Although, we both shared different views on these issues, when we talked about the outrageous steady increase of house rent by landowners (landlords), we shared a common ground.
If you reside in Nigeria, majorly primes areas in Lagos, Abuja, Port Harcourt and Calabar, you will notice the steady increase in house rents by these landowners who probably think as long as you have a white collar job, you are the Governor of Central Bank.
This arbitrary increase in house rents has led some people to explore the possibility of renting apartments in the outskirts of the cities, yet these under-developed areas are quickly catching up with the cities.
So, as a smart employee or business owner, it is important that you start planning your way of escape from the fangs of the desperate landowners. These days, it is possible to acquire a piece of land in a remote area outside the busy cities and gradually build it over a period of time. But it is smarter to leverage on mortgage loan while you can.
Mortgage loans, also referred to as mortgage, is when someone (the purchaser) uses a real property to raise money from financial institutions (the lender) to buy the same property. That definition might be a bit confusing. Here is what I mean: Mortgage is simply to get a loan from a bank or mortgage firm to buy a property (whether a rental or home) using the same property and your cash flow as a collateral.
These days, there are hundreds of organisations, financial institutions inclusive, who are offering mortgage services. Even the Federal Government has a mortgage scheme in place that you can leverage on. Some corporations also give their long-term serving staff the opportunity to leverage on this Federal, State or Private Scheme.
Whether you are privileged to work in such organisation or not, you will be smarter if you thinking about finding a good mortgage for yourself so you can ease the burden of paying ridiculous house rent annually.
But when considering a mortgage loan, here is an important criterion—you must have a steady flow of income. This simply means to have a very good job in a well recognised organisation or to own a business that is big enough to cater for a heavy loan.
Also, I always advise those who want to leverage on mortgage loan to open a mortgage account with a mortgage bank, making sure at the end of every month, they are depositing X amount of money into the account. The purpose is simply to plan ahead for the time you will be applying for the loan. It will add up to your minimum down payment, which is usually 30 percent.
However, when choosing a mortgage firm, there are five vital things you must consider.
Firstly, you must consider the interest rate because it may be fixed for the period of the loan or changing, variably, at a certain period of the loan. In a variable situation, the interest rate may increase or decrease over a certain period of the loan, but your best bet is to have a fixed interest rate loan.
Secondly, you should consider the term of payment, which is the number of years after which an amortising loan will be repaid. When it comes to repayment plan of a mortgage loan, the minimum years you can get to pay back is 20.

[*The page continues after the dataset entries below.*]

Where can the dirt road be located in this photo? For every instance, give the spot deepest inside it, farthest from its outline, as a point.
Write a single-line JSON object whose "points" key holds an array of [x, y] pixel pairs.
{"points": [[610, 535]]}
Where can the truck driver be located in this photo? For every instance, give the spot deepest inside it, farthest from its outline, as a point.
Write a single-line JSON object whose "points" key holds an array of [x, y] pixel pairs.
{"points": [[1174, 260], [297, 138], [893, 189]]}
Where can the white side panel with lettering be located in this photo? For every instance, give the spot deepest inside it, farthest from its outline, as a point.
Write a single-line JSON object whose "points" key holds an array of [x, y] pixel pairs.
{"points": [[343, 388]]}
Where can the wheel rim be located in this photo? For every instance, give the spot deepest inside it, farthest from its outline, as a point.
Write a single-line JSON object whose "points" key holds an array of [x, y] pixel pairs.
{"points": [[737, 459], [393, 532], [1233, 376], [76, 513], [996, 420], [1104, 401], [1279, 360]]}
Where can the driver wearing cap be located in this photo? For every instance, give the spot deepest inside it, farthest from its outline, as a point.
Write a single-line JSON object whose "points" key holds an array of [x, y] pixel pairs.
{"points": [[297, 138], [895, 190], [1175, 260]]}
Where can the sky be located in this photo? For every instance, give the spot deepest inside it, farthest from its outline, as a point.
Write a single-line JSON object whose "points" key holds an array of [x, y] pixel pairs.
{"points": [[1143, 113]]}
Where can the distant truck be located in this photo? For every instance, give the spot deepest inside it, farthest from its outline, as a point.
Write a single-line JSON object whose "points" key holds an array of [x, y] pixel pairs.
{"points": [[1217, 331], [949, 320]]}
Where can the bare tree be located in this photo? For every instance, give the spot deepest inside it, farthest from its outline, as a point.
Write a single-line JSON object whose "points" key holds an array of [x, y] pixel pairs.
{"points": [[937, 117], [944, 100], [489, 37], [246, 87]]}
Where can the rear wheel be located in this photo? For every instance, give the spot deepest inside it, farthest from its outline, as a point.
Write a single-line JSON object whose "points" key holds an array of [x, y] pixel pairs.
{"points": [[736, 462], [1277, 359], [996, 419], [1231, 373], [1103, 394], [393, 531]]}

However, it is important to find out if you will be required to pay any remaining balance at a certain date or it can be extended after you have used up the term of payment.
My advice is that you look for a mortgage firm with flexible plan simply because they truly want you to own a property. Thirdly, you should consider the payment amount and frequency. Know how much you will need to pay per period and the frequency. Be sure to find out that the amount to be paid per period can be increase or decrease so it is convenient for you to repay your loan.
And fourthly, you should bear it in mind that if you default over a period of time; the property can be repossessed or foreclosed by the lenders. Lastly, when considering a mortgage, visit several mortgage firms; thorough read through their terms and conditions, ask series of questions before taking the first step to process your mortgage loan.